Why Control Weeds? – Weed ID Wednesday

— Written By
en Español

El inglés es el idioma de control de esta página. En la medida en que haya algún conflicto entre la traducción al inglés y la traducción, el inglés prevalece.

Al hacer clic en el enlace de traducción se activa un servicio de traducción gratuito para convertir la página al español. Al igual que con cualquier traducción por Internet, la conversión no es sensible al contexto y puede que no traduzca el texto en su significado original. NC State Extension no garantiza la exactitud del texto traducido. Por favor, tenga en cuenta que algunas aplicaciones y/o servicios pueden no funcionar como se espera cuando se traducen.

English is the controlling language of this page. To the extent there is any conflict between the English text and the translation, English controls.

Clicking on the translation link activates a free translation service to convert the page to Spanish. As with any Internet translation, the conversion is not context-sensitive and may not translate the text to its original meaning. NC State Extension does not guarantee the accuracy of the translated text. Please note that some applications and/or services may not function as expected when translated.

Collapse ▲

When thinking about weed control, it is important to approach the topic with an idea of individualism. Even for the same farmer- each pasture and hayfield is it’s own situation that might require a different plan. Think through the overall production goal for that field, the timing of when that goal is aimed to be met, and what needs to happen to get there. It is important to spend time scouting in the hayfields and pastures we plan to implement control methods in so that the most appropriate strategy can be chosen.

A weed can be any plant that is growing in an undesirable location, so what one might consider a great addition to their flower beds, yards, or pastures- can be a weed right next door. Farmers often choose to implement weed control methods because the plant(s) in need of controlling are present in enough amounts that they’re interfering with the growth and production cycle of the desirable plants. Enough weeds can drastically reduce the quantity and quality of forages in the pastures, which can lead to a pasture or hayfield not being able to do it’s job- produce the plants best managed to support the diets of livestock animals.

When choosing control methods, it is important to scout your pastures for two reasons-

  1. To know the density of weeds present. (How many weeds vs. how much grass)
  2. The life cycle of the weeds present. (Annual- summer or winter, perennial, etc.)

These two things will help you decide if control options are needed, narrow down your best options or what combination to use, and when to get started.
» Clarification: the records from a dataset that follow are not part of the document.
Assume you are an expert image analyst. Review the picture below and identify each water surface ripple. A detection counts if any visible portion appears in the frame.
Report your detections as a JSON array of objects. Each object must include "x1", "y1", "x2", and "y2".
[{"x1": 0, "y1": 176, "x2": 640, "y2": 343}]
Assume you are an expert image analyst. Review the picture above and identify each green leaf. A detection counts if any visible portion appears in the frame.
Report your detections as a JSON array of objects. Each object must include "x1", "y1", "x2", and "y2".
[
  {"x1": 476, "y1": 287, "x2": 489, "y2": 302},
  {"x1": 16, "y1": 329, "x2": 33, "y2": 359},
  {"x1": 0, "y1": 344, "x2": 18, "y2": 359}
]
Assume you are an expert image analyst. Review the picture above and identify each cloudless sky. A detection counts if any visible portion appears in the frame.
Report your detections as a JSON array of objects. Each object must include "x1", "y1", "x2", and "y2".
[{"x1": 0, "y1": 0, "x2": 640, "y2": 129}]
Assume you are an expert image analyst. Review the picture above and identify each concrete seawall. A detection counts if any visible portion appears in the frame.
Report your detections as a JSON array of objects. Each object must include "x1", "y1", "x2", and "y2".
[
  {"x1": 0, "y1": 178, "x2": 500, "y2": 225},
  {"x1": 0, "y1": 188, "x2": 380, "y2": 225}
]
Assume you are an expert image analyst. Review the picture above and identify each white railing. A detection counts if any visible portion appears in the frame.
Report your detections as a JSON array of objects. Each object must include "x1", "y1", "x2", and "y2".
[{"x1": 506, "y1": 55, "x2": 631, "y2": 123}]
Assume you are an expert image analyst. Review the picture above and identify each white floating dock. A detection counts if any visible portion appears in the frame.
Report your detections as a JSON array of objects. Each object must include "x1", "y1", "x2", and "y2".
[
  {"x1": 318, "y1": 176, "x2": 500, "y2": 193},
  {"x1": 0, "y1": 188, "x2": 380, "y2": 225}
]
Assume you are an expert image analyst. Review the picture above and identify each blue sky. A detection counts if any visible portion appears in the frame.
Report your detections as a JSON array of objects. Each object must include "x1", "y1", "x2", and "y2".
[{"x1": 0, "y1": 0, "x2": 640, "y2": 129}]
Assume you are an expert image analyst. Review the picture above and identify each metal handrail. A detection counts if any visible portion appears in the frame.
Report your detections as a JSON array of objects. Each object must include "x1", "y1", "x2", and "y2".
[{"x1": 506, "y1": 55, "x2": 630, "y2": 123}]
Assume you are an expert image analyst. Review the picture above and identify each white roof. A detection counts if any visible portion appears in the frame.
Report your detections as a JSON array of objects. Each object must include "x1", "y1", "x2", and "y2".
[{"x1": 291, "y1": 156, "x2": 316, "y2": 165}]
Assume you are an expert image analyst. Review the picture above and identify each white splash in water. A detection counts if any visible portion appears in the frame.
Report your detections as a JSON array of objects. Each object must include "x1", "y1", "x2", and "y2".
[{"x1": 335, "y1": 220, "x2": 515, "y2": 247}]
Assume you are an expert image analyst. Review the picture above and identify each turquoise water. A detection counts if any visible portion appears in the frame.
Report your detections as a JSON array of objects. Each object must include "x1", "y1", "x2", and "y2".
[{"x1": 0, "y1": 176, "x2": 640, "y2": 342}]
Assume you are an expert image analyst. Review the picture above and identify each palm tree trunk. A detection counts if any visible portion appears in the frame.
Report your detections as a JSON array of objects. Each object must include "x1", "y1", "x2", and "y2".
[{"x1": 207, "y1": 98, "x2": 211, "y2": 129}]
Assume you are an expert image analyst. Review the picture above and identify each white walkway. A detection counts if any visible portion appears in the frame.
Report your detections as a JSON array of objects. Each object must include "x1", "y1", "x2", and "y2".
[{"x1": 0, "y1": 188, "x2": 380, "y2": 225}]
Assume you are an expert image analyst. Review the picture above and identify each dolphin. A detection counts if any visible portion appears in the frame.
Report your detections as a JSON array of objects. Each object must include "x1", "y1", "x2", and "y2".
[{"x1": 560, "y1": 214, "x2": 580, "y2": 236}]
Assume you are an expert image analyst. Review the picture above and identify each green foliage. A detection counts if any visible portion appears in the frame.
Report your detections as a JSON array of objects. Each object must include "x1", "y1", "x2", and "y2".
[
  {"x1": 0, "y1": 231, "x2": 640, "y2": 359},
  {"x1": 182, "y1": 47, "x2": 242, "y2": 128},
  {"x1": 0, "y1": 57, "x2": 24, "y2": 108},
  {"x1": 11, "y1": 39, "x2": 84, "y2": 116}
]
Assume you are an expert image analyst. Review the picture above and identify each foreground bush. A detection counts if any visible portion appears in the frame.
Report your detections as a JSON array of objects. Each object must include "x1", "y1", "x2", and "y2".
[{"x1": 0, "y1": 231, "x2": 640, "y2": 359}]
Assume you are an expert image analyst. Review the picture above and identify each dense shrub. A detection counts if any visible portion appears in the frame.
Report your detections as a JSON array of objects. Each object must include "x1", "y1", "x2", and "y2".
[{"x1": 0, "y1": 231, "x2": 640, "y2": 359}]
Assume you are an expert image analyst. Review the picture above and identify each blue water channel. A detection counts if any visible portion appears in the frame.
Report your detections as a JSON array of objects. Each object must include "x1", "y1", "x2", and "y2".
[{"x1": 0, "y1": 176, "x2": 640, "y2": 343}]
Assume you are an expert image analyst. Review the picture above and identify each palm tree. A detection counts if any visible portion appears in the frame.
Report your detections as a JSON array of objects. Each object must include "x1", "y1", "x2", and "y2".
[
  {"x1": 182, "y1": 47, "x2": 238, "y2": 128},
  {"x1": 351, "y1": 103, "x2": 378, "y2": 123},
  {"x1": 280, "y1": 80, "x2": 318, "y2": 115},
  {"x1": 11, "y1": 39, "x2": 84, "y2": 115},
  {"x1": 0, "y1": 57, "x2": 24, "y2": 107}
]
It is important to combine a weed control program with soil fertility management and a grazing plan. We want to minimize the competitive weeds while also setting our grass up to grow to the best of it’s ability. If we think of our grass as an employee for our production goals and expect to get work out of it, we need to give it what it needs to do the job well. That includes taking a soil sample, to ensure proper lime and fertilizer applications, and grazing management. Take a look at your stocking rates (head / acre) and rotational grazing plans, if applicable. A conversation with your local extension agent is a great place to start!

It is necessary to read the label in full of any product you choose to use on your farm. Along with being held accountable for using the product as labeled (label is law), there are guidelines and instructions for use that will make the application of the product safer and more efficient use of your time and money.

A multi-method approach usually leads to a stronger weed control plan than choosing one strategy alone. Take that into consideration when evaluating your pastures and hayfields as individual situations in relation to your overall production goals.